5. Click **Create** and immediately copy the key that appears.

<Warning>
  You will only see the full key once. Store it in a secrets manager such as AWS Secrets Manager, HashiCorp Vault, or your CI/CD platform's encrypted environment variables. There is no way to retrieve the key value after you close this dialog.
</Warning>

## Using your API key

Pass your API key in the `Authorization` header of every request. The header value must follow the format `Bearer YOUR_API_KEY`.

<CodeGroup>
  ```bash cURL theme={null}
  curl https://inference.varo.cloud/v1/projects \
    -H "Authorization: Bearer YOUR_API_KEY"
  ```

  ```javascript JavaScript theme={null}
  const response = await fetch('https://inference.varo.cloud/v1/projects', {
    headers: {
      'Authorization': `Bearer ${process.env.VARO_API_KEY}`
    }
  });
  const data = await response.json();
  ```
</CodeGroup>

Reading the key from an environment variable (as shown in the JavaScript example) is strongly recommended. Avoid hardcoding key values directly in source code or committing them to version control.

## API key scopes

All API keys generated in Varo Cloud are scoped to your organization.

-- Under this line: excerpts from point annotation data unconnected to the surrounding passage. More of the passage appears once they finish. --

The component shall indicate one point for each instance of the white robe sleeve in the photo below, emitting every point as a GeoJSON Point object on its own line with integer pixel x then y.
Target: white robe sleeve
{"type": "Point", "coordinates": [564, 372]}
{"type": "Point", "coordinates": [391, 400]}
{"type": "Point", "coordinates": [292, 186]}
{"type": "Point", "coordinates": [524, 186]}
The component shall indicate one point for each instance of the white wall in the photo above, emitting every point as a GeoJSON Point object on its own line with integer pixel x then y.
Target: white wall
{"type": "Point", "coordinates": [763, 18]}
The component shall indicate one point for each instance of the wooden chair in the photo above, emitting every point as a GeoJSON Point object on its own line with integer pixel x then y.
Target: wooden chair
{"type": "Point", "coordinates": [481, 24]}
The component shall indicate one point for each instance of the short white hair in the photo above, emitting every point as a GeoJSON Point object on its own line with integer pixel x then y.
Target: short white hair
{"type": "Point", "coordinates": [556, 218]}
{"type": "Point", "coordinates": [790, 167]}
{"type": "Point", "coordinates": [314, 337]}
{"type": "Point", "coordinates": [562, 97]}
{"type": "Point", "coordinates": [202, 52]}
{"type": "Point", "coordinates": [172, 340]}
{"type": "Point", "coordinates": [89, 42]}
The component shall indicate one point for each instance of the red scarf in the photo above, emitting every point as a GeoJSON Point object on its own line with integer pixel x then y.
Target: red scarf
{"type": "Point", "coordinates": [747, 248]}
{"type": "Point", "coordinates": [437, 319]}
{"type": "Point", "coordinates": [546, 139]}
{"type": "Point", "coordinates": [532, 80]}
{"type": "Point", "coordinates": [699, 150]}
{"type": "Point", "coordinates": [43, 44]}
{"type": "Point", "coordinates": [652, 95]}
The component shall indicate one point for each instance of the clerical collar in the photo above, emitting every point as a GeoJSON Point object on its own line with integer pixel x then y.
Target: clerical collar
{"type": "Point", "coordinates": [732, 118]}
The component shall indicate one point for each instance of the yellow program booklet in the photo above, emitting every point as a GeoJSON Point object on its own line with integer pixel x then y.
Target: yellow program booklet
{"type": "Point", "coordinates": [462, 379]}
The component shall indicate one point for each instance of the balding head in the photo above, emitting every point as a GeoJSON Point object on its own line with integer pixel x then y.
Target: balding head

A key has read and write access to every resource within your organization, including projects, deployments, environments, and team members.

Because keys carry broad permissions, the best practice is to create a dedicated key for each application or integration rather than sharing a single key:

* Create one key per CI/CD pipeline (for example, separate keys for your staging pipeline and production pipeline).
* Create separate keys for third-party integrations so you can revoke access to a single integration without affecting others.
* Name each key clearly so you can identify its purpose at a glance in the API Keys list.

## Rotate and revoke keys

If a key is compromised or you need to cycle credentials as part of your security policy, you can rotate or revoke it at any time from **Settings → API Keys**. Click the **•••** menu next to the key you want to manage and choose either **Rotate** or **Revoke**.

* **Rotate** — Immediately invalidates the existing key and generates a replacement. Update your applications with the new key as quickly as possible.
* **Revoke** — Permanently deletes the key with no replacement. The key cannot be recovered.

<Note>
  Revoking a key immediately invalidates it. Update your applications before revoking to avoid service interruptions caused by failed authentication.
</Note>

## Authentication errors

When a request fails due to an authentication or authorization issue, the API returns a JSON error body alongside an HTTP status code. The table below describes the most common authentication-related errors.

| Status | Code           | Meaning                                                                                          |
| ------ | -------------- | ------------------------------------------------------------------------------------------------ |
| `401`  | `unauthorized` | The API key is missing, malformed, or no longer valid.                                           |
| `403`  | `forbidden`    | The API key is valid but does not have permission to access the requested resource.              |
| `429`  | `rate_limited` | Your key has exceeded the allowed request rate. Wait before retrying or review your plan limits. |

All error responses follow a consistent JSON envelope:

```json theme={null}
{
  "error": {
    "code": "unauthorized",
    "message": "No valid API key provided.",
    "status": 401
  }
}
```

Use the `code` field in your error handling logic to distinguish between authentication failures and business-logic errors.